Carl Gustav Carus
Gelegentliche Betrachtungen über den Charakter des gegenwärtigen Standes der Naturwissenschaft
Carl Gustav Carus

Carl Gustav Carus

Gelegentliche Betrachtungen über den Charakter des gegenwärtigen Standes der Naturwissenschaft

[In: Phoenix, eine Zeitschrift für Kunst, Litteratur, Wissenschaft und Industrie, redigiert von J.L. Klein, Jahrgang 2, Heft 7, Berlin (12. Februar) 1854, S. 52-54]

Wie die Weltkörper im rastlosen Fortschreiten im Weltraume immer neue Gegenden dieser Unendlichkeit durchziehen und nie jemals wieder ganz auf denselben Punkt, auf dem sie früher einmal sich befanden, zurückkehren, so auch die Naturwissenschaften. Beide haben etwas Spiraliges in ihrem Verlaufe und täuschen daher leicht den unerfahrenen Beobachter, welcher, dieweil sie in gewissen Beziehungen (so z. B. die Planeten in ihrem Umlaufe um die Sonne) wirklich dahin zurückzukehren scheinen, wo sie schon früher sich bewegten, alsbald versucht ist, solche nur annähernde Wiederkehr als alleiniges Gesetz derselben geltend zu machen; aber in beiden Fällen bleiben dergleichen Annahmen ein gewaltiger Irrthum.

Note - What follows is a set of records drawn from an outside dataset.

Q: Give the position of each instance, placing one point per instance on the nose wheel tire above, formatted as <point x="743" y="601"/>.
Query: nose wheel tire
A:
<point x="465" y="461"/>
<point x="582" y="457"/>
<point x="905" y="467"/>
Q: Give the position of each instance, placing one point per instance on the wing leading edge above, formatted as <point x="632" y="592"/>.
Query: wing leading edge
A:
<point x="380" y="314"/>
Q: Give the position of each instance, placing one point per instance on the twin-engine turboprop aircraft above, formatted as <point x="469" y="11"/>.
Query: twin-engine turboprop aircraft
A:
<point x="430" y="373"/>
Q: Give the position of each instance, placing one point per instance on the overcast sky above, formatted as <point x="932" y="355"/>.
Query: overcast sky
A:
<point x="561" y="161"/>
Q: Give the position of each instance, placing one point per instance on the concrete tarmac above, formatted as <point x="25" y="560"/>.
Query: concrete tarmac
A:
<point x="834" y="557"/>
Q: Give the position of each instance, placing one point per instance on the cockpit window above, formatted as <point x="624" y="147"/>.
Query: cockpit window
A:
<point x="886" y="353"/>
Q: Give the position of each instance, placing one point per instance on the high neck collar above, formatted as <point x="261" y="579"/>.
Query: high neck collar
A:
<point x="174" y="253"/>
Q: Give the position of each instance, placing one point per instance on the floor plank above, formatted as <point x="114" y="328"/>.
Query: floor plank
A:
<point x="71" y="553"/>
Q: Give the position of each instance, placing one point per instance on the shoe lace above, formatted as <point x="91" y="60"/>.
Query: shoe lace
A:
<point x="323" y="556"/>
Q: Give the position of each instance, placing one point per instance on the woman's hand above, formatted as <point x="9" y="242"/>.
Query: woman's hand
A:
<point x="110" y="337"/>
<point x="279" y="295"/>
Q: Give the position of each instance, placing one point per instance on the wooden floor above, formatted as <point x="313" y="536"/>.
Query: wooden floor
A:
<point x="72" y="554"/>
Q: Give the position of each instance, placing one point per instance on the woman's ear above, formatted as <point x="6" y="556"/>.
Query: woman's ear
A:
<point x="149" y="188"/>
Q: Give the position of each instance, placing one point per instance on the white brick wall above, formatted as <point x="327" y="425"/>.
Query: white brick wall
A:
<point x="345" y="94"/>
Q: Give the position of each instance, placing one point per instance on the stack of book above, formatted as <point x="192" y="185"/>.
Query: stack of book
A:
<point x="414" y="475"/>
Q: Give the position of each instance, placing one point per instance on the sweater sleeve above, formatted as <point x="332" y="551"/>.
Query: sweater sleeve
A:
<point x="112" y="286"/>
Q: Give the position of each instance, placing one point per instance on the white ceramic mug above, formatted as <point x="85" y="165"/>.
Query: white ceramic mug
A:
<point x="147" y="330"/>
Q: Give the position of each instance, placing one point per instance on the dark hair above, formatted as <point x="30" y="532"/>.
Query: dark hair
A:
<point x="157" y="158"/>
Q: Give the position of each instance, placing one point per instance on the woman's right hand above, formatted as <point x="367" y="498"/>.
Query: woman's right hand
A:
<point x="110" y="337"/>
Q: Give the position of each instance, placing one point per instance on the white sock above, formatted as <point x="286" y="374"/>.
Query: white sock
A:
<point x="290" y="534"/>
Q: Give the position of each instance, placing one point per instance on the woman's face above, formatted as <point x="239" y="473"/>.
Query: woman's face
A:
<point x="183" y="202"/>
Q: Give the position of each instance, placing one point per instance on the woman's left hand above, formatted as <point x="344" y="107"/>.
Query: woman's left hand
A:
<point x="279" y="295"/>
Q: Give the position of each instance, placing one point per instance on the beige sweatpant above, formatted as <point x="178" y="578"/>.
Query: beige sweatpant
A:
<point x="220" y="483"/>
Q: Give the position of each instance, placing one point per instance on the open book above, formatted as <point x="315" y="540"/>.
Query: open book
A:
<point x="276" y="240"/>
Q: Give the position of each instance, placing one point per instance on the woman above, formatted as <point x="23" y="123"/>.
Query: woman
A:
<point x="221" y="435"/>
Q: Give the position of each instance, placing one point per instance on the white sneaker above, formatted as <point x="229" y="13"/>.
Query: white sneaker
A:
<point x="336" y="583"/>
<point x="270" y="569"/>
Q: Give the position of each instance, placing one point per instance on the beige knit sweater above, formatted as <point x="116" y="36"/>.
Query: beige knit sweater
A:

Sonderbar! bei den Naturwissenschaften hält es nun nicht schwer, die Masse zu überzeugen, daß jener Schein von Rückkehr wirklich nur eben ein Schein sei, und nie z. B. die alte iatromathematische Schule des siebzehnten Jahrhunderts durch die physikalisch-chemische des neunzehnten vollkommen wieder dargestellt werde; in der Astronomie hingegen halten selbst die Fachgelehrten noch hartnäckig an der Lehre eines blos elliptischen Umlaufs, und es hilft nichts zu wissen, daß die in früherer Zeit als feststehend betrachteten Mittelpunkte solcher Bewegung gegenwärtig durchaus als in ewigem Fortrücken begriffen erkannt sind, daß also die um die selbst forteilende Sonne schwingenden Planeten nie auf denselben Punkt zurückkehren können, vielmehr in Beziehung auf den Weltraum, ihre Bewegung nothwendig in einer eignen Art von Spirallinie geschehen müsse, – man säumt nichts destoweniger, fortwährend das Gesetz des Spirallaufs zu einer Grundanschauung des Kosmos zu erheben.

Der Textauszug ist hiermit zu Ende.